Sunday, August 09, 2009

End of life counseling

What does the proposed health plan have to say about end of life counseling?

Washington Post's Charles Lane on Section 1233, Advance Care Planning Consultation:

Columnist Charles Lane - full disclosure, an old friend and a journalist who I have admired going all the way back to his Central America days in the 1980s - has a striking piece in today's Washington Post, "Undue Influence: the House Bill Skews End-of-Life Counsel."

About a third of American adults have some form of living wills, advance care directives, and so on, but, notes the column:

When seniors who don't have them arrive in a hospital terminally ill and incapacitated, families and medical workers wrestle with uncertainty — while life-prolonging machinery runs, often at Medicare's expense. This has consequences for families and for the federal budget.

Enter Section 1233 of the health-care bill drafted in the Democratic-led House, which would pay doctors to give Medicare patients end-of-life counseling every five years — or sooner if the patient gets a terminal diagnosis.

On the far right, this is being portrayed as a plan to force everyone over 65 to sign his or her own death warrant. That's rubbish. Federal law already bars Medicare from paying for services "the purpose of which is to cause, or assist in causing," suicide, euthanasia or mercy killing. Nothing in Section 1233 would change that.

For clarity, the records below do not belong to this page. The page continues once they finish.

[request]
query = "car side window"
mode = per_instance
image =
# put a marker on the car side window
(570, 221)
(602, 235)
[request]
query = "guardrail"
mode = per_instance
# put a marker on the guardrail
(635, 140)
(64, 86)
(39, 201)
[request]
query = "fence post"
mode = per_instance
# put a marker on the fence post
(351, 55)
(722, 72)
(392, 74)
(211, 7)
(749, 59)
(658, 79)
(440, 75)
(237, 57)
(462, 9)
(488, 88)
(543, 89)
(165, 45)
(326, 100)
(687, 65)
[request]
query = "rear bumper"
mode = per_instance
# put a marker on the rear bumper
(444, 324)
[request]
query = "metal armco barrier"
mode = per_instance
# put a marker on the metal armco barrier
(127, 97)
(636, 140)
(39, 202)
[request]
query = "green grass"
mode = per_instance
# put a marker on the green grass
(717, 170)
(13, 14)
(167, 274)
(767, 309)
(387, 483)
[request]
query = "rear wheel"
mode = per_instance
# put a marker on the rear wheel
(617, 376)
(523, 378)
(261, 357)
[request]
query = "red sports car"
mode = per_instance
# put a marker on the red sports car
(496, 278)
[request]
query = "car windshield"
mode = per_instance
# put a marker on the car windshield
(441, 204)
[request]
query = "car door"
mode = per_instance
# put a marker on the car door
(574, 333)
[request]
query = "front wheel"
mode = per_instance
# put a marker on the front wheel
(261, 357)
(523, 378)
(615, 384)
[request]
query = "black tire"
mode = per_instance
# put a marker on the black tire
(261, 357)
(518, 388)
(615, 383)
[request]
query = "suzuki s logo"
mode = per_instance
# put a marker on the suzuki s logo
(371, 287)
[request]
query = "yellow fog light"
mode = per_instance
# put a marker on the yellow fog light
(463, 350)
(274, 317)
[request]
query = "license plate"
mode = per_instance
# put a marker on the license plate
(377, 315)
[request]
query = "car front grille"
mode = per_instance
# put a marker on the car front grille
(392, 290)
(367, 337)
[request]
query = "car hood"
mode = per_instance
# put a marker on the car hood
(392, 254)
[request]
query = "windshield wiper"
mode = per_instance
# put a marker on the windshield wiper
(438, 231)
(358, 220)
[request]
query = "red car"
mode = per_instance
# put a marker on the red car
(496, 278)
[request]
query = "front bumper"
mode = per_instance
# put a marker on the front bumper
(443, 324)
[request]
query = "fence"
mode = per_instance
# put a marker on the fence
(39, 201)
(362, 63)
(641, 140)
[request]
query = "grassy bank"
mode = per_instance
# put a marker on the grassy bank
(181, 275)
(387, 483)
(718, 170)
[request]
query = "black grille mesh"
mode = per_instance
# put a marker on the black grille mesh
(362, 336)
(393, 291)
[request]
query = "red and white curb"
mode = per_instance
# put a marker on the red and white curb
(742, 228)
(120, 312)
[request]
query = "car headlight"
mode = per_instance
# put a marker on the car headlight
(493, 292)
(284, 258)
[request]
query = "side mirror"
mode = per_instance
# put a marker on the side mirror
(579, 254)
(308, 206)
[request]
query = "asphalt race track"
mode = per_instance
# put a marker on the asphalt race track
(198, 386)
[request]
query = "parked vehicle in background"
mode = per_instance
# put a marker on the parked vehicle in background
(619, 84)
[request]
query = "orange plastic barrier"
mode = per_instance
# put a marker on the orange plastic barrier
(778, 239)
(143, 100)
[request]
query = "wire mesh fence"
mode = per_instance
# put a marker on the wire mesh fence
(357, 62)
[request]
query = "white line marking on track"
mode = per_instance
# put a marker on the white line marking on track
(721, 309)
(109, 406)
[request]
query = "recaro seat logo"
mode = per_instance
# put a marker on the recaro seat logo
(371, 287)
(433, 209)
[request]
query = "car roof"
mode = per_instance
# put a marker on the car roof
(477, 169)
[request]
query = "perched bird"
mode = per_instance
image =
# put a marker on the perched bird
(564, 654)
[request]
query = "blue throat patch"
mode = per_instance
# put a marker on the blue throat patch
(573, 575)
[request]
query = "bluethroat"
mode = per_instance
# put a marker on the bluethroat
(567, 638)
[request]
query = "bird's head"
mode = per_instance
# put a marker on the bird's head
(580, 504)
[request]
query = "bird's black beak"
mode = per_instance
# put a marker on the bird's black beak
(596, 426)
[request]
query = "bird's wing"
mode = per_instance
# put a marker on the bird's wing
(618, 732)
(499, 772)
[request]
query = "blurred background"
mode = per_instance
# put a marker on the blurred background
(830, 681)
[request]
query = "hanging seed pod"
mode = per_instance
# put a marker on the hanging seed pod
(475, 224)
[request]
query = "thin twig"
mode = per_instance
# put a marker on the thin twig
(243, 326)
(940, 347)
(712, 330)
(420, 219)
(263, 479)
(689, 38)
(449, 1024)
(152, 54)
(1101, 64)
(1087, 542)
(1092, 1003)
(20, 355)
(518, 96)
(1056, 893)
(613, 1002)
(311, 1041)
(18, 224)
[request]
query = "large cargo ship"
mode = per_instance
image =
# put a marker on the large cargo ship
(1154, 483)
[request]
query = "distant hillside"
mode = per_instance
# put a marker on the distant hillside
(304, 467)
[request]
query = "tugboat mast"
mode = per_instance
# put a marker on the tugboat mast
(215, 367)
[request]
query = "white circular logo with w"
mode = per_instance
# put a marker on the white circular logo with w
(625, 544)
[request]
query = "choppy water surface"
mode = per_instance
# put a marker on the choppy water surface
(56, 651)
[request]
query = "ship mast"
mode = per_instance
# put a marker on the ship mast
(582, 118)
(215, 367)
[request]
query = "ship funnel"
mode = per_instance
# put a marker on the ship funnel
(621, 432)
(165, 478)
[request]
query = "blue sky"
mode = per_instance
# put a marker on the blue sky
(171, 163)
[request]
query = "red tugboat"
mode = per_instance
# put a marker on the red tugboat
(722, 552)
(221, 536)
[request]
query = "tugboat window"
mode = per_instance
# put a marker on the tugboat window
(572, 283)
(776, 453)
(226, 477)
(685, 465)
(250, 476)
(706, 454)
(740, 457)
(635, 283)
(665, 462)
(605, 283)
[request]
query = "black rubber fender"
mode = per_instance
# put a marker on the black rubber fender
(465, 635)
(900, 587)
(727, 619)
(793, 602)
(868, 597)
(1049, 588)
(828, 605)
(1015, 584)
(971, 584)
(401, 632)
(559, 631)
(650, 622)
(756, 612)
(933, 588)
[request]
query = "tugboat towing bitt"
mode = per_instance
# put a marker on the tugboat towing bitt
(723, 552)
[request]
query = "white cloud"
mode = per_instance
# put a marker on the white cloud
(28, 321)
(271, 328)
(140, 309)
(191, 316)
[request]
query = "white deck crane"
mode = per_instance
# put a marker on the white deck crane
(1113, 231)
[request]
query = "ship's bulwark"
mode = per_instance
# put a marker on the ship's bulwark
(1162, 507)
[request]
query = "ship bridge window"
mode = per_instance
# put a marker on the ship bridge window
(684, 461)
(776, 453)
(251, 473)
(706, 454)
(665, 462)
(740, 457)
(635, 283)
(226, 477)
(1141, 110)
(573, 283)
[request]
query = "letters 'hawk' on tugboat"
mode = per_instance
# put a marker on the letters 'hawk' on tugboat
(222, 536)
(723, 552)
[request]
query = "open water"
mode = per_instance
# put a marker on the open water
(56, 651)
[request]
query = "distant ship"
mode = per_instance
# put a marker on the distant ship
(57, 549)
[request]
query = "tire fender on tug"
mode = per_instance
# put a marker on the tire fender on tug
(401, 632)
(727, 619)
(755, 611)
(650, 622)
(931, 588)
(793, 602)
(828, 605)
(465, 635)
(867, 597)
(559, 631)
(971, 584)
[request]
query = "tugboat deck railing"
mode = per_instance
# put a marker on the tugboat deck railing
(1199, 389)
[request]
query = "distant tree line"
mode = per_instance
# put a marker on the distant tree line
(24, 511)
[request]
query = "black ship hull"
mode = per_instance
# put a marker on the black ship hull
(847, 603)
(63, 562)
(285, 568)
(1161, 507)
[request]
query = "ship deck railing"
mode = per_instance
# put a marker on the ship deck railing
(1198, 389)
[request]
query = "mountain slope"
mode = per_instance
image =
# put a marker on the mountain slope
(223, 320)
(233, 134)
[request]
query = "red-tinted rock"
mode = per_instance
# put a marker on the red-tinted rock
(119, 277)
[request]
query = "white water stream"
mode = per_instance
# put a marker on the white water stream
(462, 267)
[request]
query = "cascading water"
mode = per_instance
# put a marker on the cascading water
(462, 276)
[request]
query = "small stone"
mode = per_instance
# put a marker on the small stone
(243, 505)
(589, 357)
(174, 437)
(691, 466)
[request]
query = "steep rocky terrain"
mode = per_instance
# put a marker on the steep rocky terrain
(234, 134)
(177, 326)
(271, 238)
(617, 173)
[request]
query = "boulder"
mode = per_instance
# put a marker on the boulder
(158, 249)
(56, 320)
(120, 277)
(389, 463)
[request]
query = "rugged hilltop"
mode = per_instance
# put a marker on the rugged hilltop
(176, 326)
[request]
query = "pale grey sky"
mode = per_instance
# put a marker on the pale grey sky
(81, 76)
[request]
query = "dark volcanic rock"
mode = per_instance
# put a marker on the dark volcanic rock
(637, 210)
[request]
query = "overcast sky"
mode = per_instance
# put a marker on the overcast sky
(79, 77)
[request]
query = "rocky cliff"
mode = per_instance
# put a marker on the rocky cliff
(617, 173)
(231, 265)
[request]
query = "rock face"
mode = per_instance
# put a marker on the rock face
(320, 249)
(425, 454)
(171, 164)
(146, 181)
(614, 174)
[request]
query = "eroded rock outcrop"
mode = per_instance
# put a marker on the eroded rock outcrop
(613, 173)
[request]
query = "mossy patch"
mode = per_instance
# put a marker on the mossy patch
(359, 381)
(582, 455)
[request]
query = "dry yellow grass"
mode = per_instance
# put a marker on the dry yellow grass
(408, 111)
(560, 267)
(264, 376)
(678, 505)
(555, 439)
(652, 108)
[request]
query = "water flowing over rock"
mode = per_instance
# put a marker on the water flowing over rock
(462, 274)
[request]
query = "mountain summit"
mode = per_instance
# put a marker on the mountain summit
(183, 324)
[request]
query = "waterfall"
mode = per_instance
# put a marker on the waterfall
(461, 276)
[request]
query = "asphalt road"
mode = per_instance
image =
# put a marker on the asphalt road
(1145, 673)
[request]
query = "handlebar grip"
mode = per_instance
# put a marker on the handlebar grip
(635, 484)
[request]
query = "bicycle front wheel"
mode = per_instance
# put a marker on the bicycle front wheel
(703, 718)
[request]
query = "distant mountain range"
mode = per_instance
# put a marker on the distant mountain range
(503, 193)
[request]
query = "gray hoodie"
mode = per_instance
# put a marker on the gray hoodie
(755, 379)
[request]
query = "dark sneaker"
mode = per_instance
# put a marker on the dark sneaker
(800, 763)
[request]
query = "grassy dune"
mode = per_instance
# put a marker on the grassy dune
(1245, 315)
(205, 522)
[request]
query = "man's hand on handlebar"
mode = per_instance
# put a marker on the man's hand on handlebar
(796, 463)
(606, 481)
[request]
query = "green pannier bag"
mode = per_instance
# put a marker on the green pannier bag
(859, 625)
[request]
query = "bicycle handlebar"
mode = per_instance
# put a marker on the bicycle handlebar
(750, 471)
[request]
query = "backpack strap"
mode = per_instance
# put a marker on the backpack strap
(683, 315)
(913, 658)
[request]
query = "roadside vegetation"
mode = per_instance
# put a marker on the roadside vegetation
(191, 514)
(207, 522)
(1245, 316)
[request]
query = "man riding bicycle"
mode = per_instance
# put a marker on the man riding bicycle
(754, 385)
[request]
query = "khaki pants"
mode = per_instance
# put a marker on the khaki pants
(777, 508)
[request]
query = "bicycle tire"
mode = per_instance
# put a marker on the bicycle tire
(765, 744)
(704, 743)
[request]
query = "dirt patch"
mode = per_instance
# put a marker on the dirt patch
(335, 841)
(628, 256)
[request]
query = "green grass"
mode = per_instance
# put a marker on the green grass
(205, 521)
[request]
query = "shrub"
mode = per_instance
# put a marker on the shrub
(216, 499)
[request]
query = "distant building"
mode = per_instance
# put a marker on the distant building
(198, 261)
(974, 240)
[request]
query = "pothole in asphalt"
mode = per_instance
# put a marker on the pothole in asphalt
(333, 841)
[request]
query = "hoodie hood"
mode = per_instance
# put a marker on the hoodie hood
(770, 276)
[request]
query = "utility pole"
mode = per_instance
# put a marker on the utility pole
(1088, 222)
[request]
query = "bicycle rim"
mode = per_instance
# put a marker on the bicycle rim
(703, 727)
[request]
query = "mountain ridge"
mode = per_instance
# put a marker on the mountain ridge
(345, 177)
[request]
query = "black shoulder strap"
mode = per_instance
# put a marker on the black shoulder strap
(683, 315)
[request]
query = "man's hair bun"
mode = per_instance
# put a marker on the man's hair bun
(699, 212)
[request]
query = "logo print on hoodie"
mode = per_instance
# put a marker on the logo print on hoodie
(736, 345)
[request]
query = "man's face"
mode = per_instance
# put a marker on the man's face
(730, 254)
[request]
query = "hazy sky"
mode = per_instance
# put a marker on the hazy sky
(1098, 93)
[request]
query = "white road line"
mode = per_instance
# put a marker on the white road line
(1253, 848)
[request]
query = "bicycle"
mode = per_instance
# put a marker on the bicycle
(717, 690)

The actual text of section 1233 can be found here via Thomas, the Library of Congress data base (if the link doesn't get you to section 1233, search the data base using H.R. 3200, then go to section 1233). But as the column goes on to point out, the bill creates an undue conflict of interest for doctors. It is not just, as Lane says, that Section 1233 "addresses compassionate goals in disconcerting proximity to fiscal ones." (Mickey Kaus has made this same point.) The column raises a much more specific concern and conflict of interest for doctors:

Though not mandatory, as some on the right have claimed, the consultations envisioned in Section 1233 aren't quite "purely voluntary," as Rep. Sander M. Levin (D-Mich.) asserts. To me, "purely voluntary" means "not unless the patient requests one." Section 1233, however, lets doctors initiate the chat and gives them an incentive — money — to do so. Indeed, that's an incentive to insist.

....

In one sense, in other words, section 1233 can be understood as a Nudgy move to reset the default rules. The question then becomes, is it merely trying to set the default rules for addressing a topic that people would rather skip addressing - end of life issues, living will issues, health care directives - or is it a nudge for getting people, including ones now terminally ill, to shift their social default settings on whether or not to consume expensive resources, while putting it in the context of seemingly making your own decision about it? They are, clearly, two quite different propositions - and both of them amenable to the Nudginess setting of default rules analysis and, depending on how one sees it, either "facilitation" or "manipulation."